ロレンツの衝撃を受けはるか後方まで吹き飛ばされた男達は、そのまま悲鳴を上げ一目散に逃げて行った。
「終了」
ロレンツがそう小さく言うと手にしていた黒き剣が音もなく消えて行く。同時にロレンツは右手の甲に浮かんだ三分の一ほど欠けた黒いハート型の模様を見つめる。
(大きな変化なし……)
そう言って安堵した時、背負われていたアンナがロレンツの耳元で言った。
「な~に、そのハートぉ~。カワイイぃ~」
(え?)
ロレンツの体が固まる。
(見えるのか? この模様が……)
ロレンツは背中にいるアンナに声をかける。
「お前、この模様が見えるのか? 嬢ちゃん」
「すーすー、ふがぁ、ぶひゅぅ……、くーくー」
眠ってしまったようだ。
ロレンツはふぅと息を吐くと、そのままアンナを背負って自宅へと歩き出した。
「んん……」
翌朝、アンナは目が覚めると全く知らないベッドで寝かされていた。
(うっ、痛っ……)
吐きたくなるような二日酔い。ジンジンと頭の芯が鼓動に合わせて痛む。
「えっ、ここ、どこ……!?」
アンナはきつい頭痛の中、ようやくいつもの自分の部屋でないことに気付く。
(な、なに、これ!? お、男の人のベッド!?)
青いシーツ。大きな枕。雑な部屋を見回してみてそれが男の部屋だと直ぐに分かる。アンナが青い顔をして昨晩のことを思い出す。

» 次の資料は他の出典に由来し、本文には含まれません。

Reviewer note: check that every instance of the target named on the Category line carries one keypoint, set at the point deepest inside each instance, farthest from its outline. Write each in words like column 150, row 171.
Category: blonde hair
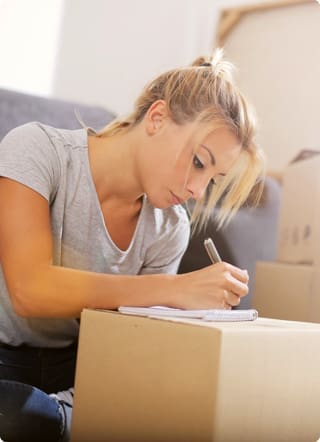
column 205, row 92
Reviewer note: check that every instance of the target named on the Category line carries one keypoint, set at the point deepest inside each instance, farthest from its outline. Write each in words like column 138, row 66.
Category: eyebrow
column 213, row 160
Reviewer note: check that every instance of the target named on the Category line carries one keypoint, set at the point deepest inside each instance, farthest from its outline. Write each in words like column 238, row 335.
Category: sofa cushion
column 17, row 108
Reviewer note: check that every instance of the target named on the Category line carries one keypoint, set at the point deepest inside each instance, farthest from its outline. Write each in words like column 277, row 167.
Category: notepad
column 205, row 315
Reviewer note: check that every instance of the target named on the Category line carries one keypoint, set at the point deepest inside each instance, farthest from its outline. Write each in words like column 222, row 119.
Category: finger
column 235, row 286
column 231, row 298
column 241, row 275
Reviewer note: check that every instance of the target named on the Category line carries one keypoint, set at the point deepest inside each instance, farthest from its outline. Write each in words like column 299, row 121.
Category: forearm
column 62, row 292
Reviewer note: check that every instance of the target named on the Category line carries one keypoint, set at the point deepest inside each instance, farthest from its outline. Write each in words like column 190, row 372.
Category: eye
column 197, row 163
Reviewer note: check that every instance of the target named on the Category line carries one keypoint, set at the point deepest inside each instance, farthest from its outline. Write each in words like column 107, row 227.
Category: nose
column 196, row 188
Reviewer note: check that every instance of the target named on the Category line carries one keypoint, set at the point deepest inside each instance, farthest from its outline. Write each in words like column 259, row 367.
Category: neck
column 114, row 169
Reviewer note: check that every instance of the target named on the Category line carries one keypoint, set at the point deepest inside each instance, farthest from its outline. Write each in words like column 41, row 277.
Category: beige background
column 277, row 53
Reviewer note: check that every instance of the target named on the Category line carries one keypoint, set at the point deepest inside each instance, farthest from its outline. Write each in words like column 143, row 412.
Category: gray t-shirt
column 55, row 163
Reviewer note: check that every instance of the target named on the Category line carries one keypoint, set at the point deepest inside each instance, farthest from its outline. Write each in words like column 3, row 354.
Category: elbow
column 22, row 301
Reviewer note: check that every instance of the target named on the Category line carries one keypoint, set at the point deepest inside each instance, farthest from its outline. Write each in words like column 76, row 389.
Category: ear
column 156, row 117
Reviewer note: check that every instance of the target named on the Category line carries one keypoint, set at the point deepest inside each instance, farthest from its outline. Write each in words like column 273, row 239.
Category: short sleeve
column 29, row 156
column 165, row 253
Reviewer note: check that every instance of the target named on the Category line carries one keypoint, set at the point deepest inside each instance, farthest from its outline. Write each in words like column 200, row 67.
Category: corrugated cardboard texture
column 146, row 380
column 284, row 291
column 299, row 226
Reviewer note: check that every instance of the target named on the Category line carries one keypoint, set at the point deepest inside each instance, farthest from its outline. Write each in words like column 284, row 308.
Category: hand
column 220, row 285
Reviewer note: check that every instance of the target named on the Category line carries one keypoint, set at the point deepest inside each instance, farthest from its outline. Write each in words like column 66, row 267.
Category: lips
column 176, row 199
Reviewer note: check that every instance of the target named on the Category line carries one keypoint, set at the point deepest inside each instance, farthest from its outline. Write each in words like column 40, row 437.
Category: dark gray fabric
column 249, row 237
column 17, row 108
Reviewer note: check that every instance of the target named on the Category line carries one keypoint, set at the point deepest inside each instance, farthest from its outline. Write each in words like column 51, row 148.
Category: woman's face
column 181, row 160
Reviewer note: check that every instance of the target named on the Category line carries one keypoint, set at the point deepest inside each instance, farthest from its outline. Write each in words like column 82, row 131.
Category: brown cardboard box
column 287, row 291
column 299, row 221
column 151, row 380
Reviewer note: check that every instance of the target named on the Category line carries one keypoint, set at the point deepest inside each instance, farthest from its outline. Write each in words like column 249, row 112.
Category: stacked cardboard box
column 290, row 287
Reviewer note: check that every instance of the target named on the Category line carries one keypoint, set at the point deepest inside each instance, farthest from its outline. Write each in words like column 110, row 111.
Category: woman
column 95, row 219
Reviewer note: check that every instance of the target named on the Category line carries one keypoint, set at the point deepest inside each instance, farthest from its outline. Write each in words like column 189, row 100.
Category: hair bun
column 201, row 61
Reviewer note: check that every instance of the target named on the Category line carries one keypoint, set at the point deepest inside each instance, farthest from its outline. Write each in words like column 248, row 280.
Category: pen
column 211, row 250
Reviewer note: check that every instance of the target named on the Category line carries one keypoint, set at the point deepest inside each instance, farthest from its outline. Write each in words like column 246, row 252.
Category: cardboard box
column 287, row 291
column 152, row 380
column 299, row 221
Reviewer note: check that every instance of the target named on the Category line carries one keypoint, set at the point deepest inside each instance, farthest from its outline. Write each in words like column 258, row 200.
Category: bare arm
column 40, row 289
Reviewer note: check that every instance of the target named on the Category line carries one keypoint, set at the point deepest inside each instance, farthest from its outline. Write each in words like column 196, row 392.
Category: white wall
column 109, row 49
column 29, row 33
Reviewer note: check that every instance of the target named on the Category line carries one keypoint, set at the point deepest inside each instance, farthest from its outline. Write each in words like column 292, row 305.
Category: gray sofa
column 249, row 237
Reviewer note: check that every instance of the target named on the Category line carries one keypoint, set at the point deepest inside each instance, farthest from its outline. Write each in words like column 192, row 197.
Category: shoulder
column 167, row 220
column 36, row 133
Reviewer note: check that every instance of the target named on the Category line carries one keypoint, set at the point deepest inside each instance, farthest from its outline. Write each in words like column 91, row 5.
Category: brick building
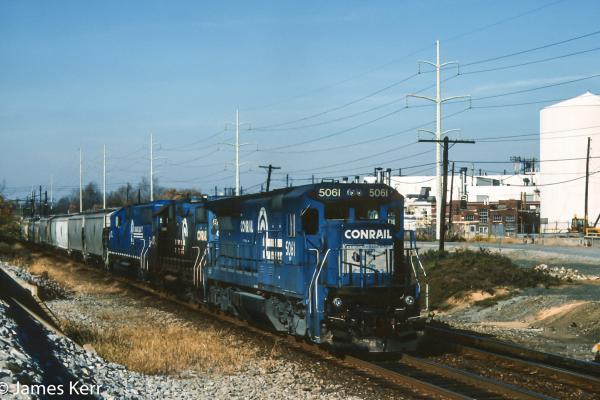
column 501, row 218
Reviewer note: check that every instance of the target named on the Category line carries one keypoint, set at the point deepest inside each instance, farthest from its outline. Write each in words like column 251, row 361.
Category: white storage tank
column 564, row 131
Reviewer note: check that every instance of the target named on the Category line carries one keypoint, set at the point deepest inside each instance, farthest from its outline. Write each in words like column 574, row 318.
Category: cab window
column 393, row 218
column 335, row 211
column 146, row 216
column 369, row 213
column 201, row 215
column 310, row 221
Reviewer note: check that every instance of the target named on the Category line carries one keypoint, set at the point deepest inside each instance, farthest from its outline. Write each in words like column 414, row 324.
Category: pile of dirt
column 456, row 276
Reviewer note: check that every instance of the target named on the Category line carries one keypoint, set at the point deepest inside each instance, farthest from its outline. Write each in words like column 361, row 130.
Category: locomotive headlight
column 337, row 302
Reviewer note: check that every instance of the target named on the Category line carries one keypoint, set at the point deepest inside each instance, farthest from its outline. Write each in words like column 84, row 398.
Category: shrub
column 464, row 271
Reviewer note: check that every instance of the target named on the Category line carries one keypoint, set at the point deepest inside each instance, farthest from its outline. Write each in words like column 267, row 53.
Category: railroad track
column 418, row 377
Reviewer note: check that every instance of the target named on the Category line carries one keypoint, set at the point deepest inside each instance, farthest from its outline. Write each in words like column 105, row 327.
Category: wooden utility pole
column 442, row 222
column 587, row 183
column 269, row 169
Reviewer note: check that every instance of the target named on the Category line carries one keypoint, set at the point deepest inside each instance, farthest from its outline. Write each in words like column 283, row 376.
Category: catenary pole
column 587, row 183
column 237, row 152
column 151, row 168
column 104, row 178
column 438, row 100
column 442, row 204
column 51, row 191
column 80, row 181
column 237, row 146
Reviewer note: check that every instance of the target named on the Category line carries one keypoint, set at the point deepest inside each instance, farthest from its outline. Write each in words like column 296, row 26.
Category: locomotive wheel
column 107, row 261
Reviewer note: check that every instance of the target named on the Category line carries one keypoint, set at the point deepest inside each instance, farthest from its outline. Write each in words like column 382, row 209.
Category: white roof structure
column 564, row 131
column 478, row 187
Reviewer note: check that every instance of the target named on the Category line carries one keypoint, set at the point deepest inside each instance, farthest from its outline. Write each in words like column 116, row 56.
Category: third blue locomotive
column 325, row 262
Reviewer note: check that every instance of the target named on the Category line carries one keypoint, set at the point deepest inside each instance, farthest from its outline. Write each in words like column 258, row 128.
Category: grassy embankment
column 147, row 336
column 477, row 277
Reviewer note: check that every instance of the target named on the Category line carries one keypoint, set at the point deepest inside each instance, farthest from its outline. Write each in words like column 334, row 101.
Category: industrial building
column 540, row 196
column 564, row 131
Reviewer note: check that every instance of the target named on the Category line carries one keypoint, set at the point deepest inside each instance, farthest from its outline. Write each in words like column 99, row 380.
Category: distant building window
column 291, row 231
column 483, row 213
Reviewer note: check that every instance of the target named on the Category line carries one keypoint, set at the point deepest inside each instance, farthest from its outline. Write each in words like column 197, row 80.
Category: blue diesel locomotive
column 325, row 261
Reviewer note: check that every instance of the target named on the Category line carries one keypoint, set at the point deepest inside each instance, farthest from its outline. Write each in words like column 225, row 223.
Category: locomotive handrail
column 313, row 281
column 414, row 250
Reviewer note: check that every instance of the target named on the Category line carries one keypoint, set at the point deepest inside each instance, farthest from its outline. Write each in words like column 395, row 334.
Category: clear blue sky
column 83, row 74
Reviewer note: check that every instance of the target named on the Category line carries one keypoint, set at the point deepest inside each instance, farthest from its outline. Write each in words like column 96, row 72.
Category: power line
column 411, row 54
column 535, row 88
column 269, row 127
column 530, row 62
column 532, row 49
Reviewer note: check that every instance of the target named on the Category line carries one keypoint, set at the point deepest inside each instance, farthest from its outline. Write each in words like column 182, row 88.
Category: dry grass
column 157, row 349
column 146, row 335
column 60, row 268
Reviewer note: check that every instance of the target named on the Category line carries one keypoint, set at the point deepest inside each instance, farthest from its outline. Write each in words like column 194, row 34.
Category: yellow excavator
column 579, row 225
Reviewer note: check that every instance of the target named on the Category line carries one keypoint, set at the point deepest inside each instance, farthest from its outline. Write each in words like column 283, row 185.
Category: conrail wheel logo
column 371, row 234
column 184, row 231
column 263, row 227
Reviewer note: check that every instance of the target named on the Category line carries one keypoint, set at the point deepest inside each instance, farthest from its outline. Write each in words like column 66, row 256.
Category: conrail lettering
column 372, row 234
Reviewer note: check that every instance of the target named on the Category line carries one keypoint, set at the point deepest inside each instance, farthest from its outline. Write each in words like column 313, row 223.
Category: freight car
column 325, row 262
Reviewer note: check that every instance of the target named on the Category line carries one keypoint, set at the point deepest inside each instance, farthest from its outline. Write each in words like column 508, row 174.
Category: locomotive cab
column 362, row 294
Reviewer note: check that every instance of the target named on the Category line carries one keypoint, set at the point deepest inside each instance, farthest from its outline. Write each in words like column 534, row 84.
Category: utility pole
column 442, row 205
column 451, row 190
column 80, row 182
column 587, row 182
column 151, row 168
column 51, row 191
column 438, row 100
column 104, row 178
column 237, row 146
column 269, row 169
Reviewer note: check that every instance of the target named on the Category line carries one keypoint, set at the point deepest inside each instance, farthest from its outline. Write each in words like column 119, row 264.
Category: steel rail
column 374, row 370
column 478, row 381
column 513, row 350
column 366, row 367
column 558, row 374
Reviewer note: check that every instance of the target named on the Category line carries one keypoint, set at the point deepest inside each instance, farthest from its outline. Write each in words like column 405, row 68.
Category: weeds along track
column 474, row 367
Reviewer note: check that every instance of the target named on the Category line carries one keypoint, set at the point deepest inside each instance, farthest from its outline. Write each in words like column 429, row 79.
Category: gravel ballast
column 21, row 368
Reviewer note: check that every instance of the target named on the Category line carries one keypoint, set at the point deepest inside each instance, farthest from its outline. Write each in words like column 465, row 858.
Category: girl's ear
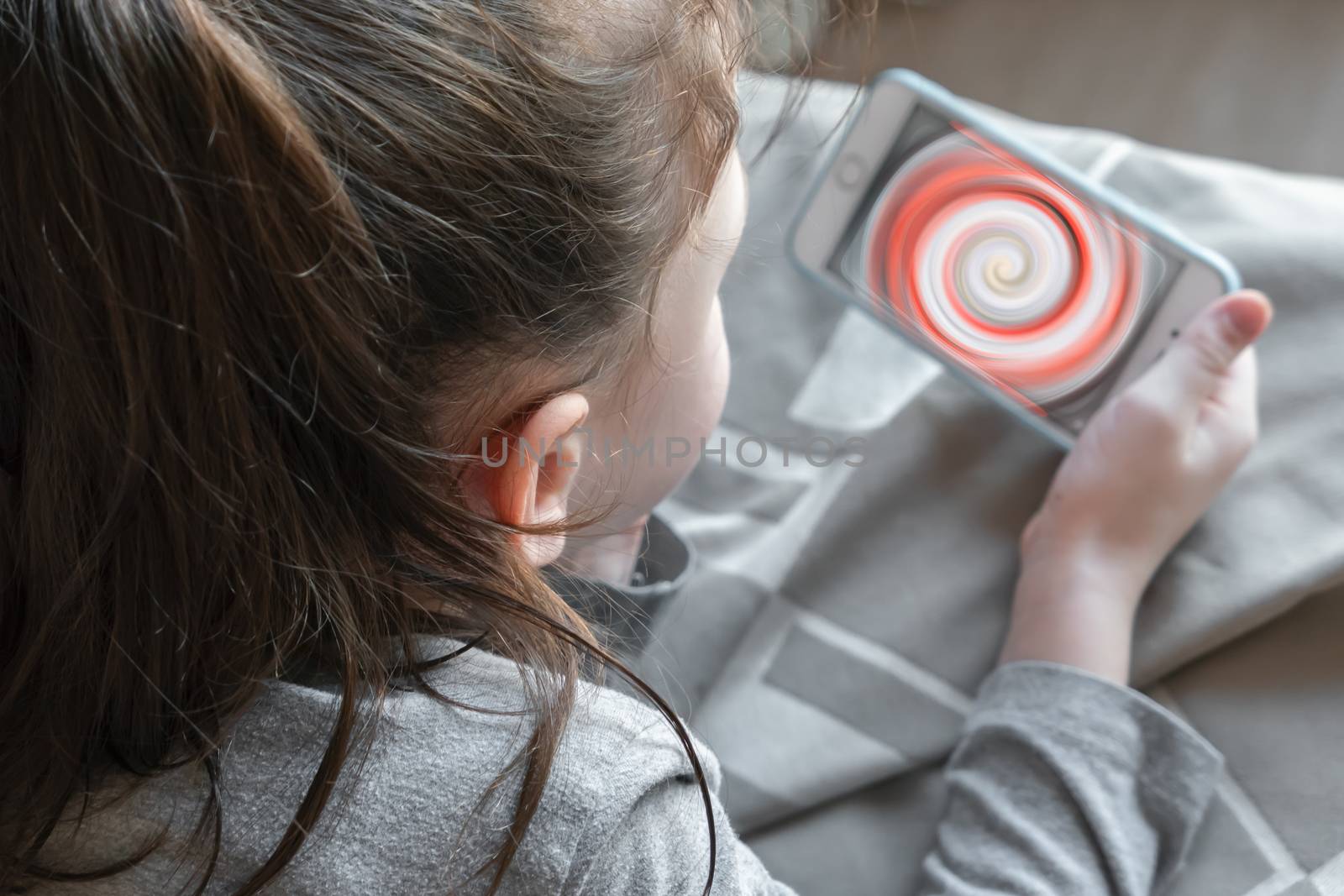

(わ、私、確か覆面バーに行って、ひとりで飲んでいて……、それで、あ、そう!! 知らない男の人が隣に来て……)
それから先のことはあまり思い出せない。頭を使おうとすると酷い頭痛が彼女を襲う。
(わ、私、酷いことをされた!? とにかく逃げなきゃ!! 早くお城に戻らないと……)
アンナはいつもとは違い重く感じる体に力を入れベッドから立ち上がる。そして部屋にあった鏡で自分の姿を見て思った。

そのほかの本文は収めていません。